Debt equity coverage ratio, unlike the debt ratio, takes into account all expenses related to debt including interest expense plus other obligations such as pension and sinking fund obligations. The DCSR tells us much more about an entity’s ability to pay its debt than the debt ratio does. An entity refers to any company or organization that pays taxes and makes a profit/loss.
In Government finance, the debt-service coverage ratio refers to the amount of export earnings required to pay the country’s annual interest and principal payments on its external debts.
DSCR in corporate finance is a measure of the cash flow available to pay current debt obligations. In government finance, it is the amount of export earnings required to meet annual interest and principal payments on a nation’s external debts.
Also known as debt coverage ratio, it is a popular standard used in the measurement of a person’s or company’s ability to produce enough liquid cash to meet their debt payments, including lease payments.
According to Divestopedia, debt service coverage ratio is:
“The amount of cash available to service debt in the form of interest, principal and sinking fund payments. It is used to determine if a firm has enough cash to cover its debt. The ratio is calculated as total net operating income divided by total debt serviced.”
Likelihood of obtaining a loan
An entity with a high debt service coverage ratio will find it easier to get a loan compared to one with a low DSCR.
In commercial banking, the term is also used to express the minimum ratio that is acceptable to a money lender – it could be a loan condition.
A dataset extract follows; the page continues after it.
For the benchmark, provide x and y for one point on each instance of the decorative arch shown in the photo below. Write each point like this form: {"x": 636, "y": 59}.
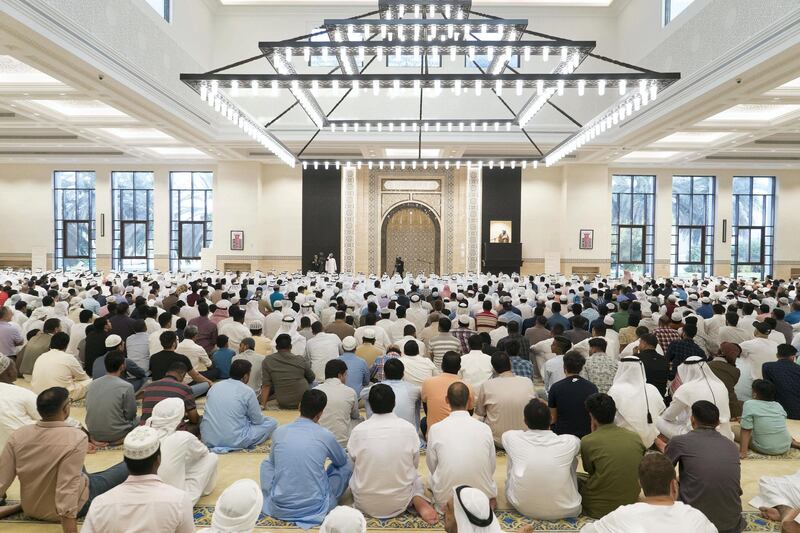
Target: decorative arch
{"x": 424, "y": 239}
In some cases breaching a DSCR covenant could be seen as an act of default.
The DSCR is important to both investors and creditors – creditors analyze it more often. Current and potential creditors are particularly interested in an entity’s DSCR since the ratio measures its ability to meet its current debt obligations.
Creditors and potential creditors want to know what a company’s cash position is, its cash flow, as well as how much debt it currently owes and the amount of cash it has available to pay its current and future debt.
Debt service coverage ratio formula
We calculate the DSR by dividing net operating income by total debt service.
Net operating income equals all cash flows that are left after paying off all operating expenses, which is sometimes known as EBIT (earnings before interest & taxes).
Total debt service refers to all the costs incurred to service an entity’s debt, which generally includes principle payments, interest payments and other obligations.
Example of DSCR
John Doe Electrics is a store that wants to remodel its storefront. However, it does not have enough money available to pay for it. It has approached some banks in order to get a loan.
As it already has several loans, the store is a bit worried it won’t be able to borrow any more.
John Doe’s’ financial statement showed the following figures:
– Net Operating Profits: $200,000
– Interest Expense: $60,000
– Principal Payments: $40,000
– Sinking Fund Obligations: $30,000
The calculation for John Doe’s debt service coverage is:
Debt Service Coverage Ratio = 200,000 ÷ (60,000 + 40,000 + 30,000) = 1.66
Therefore, John Doe’s DSCR = 1.66. See the breakdown of the figures in the image below.
This means that John Doe’s operating profits provide enough to pay its current debt service costs and be left with 66% of its profits. Banks are likely to view its loan application favorably (depending on how much it needs to borrow).
Video – What is Debt Service Coverage Ratio?
The DSCR is a measurement that tells us how much cash flow is available to service an entity’s debt. It helps banks evaluate a loan applicant’s creditworthiness.